As an example, the previous generation of verification solutions relied upon functional coverage to ascertain the worth of any particular testcase. Implementation coverage as measured by RTL functional coverage is used as a proxy for verification intent coverage. It looks at values seen in the design while running tests and equates that with intended behavior being executed. Verification engineers have a hard time creating good functional coverage models. They have even more difficulty modifying constraints to fill a coverage hole.
Portable Stimulus tools capture the intended behavior of a design. Tools target intent coverage and know exactly what design intent should be covered by a particular testcase. It may appear that functional coverage provides no additional information.

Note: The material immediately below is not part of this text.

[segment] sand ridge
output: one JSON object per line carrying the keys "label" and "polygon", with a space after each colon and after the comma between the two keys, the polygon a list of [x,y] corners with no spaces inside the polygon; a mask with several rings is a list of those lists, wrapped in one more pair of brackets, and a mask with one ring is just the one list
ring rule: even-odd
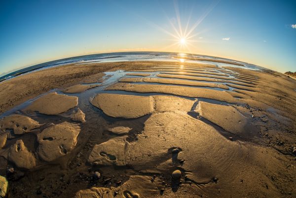
{"label": "sand ridge", "polygon": [[[296,195],[296,91],[290,78],[210,64],[95,63],[20,76],[0,83],[0,91],[46,73],[61,80],[69,68],[69,83],[57,80],[52,88],[102,85],[75,96],[35,86],[44,92],[28,97],[44,94],[2,118],[0,174],[14,189],[10,197]],[[9,108],[6,101],[1,108]],[[26,121],[17,127],[15,115]]]}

This is not true. What if the PSS model is missing part of the intended behavior? Intent coverage based on the graph will only convey how complete the test-generation tool believes the tests are. Conversely, what if the RTL is missing part of the required implementation? Implementation overage on RTL will not find missing functionality. Cross correlation between intent coverage and RTL functional coverage offers the best approach to catch anything that has been missed.
It is this duplicity that is at the heart of design and verification. It takes two independent models, which are systematically compared to find differences which may imply bugs in the design, in the testbench or in the specification. The question is: how important will users of PSS find the old notions of RTL functional coverage compared to functional coverage provided within PSS? Function coverage can only be measured in simulation. Unit-level simulations are fast, but cannot test system behavior. System testbenches are slow and cannot run many tests.

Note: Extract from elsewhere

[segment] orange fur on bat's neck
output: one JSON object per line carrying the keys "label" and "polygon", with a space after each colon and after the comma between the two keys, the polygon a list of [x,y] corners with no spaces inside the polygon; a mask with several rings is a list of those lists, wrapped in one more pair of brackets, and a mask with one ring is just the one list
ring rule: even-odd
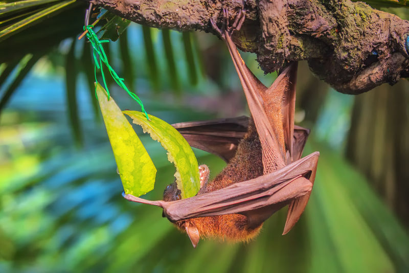
{"label": "orange fur on bat's neck", "polygon": [[[261,146],[252,119],[247,133],[239,143],[234,157],[214,179],[208,181],[200,189],[198,195],[219,190],[262,175]],[[185,231],[188,222],[196,226],[201,237],[234,241],[247,241],[252,239],[258,234],[262,225],[261,224],[258,226],[250,226],[247,217],[237,214],[192,218],[179,221],[175,224]]]}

Should intent coverage be correlated against functional coverage in simulation to gain confidence in the PSS model, and then emulation, FPGA and post-silicon applied to properly cover the remainder of the large intent coverage space? That is for users to decide. Continuing to use existing functional coverage mechanisms does provide a familiar mechanism for users migrating from one solution to the other. Users may find it useful, especially in the beginning, or they may decide that the costs exceed the value. Certainly, functional coverage is seen as a huge time and energy draw today.

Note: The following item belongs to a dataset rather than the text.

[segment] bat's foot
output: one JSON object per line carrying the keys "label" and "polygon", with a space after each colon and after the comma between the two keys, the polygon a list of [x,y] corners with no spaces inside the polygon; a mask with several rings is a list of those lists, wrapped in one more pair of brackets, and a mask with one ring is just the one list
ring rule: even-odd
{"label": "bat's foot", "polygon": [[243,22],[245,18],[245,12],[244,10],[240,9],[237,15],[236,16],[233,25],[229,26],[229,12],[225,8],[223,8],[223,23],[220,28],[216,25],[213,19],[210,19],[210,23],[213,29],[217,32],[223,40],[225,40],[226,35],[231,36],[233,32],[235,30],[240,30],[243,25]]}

Methodologies evolve over time and tools are created that support those methodologies –– to help provide automation and tracking, for example. Existing verification managers act as a central cockpit where results and progress can be stored, and new verification campaigns launched. When constrained random was first defined, there were no verification managers and did not start to appear until it best practices became clear. It would be wrong to conclude that those managers are the right thing to use for PSS-based solutions. After all, users have not yet had a chance to determine how they want to use the solutions that exist and the changes they want to see in them.
At Breker, we encourage users to develop methodologies that optimize their time and resources. We provide capabilities that we believe will be useful in those endeavors, and expect some will see greater adoption than others. For example, TrekSoC can generate complete tests ahead of time, or it can be reactive. It can generate code intended to run on embedded processors or utilize transactional communication with the DUT, or both. Each enables different methodologies.
We have been, and will continue to be, responsive to user’s needs. It may be the extension of existing methodologies, such as those crafted around SystemVerilog and UVM, or the creation of new methodologies that until now relied on manual efforts without any form of automation or tracking.
As a vendor, we see what multiple users are attempting to do and can improve the support for those functions. This is how methodologies evolve and grow. Together we can do this.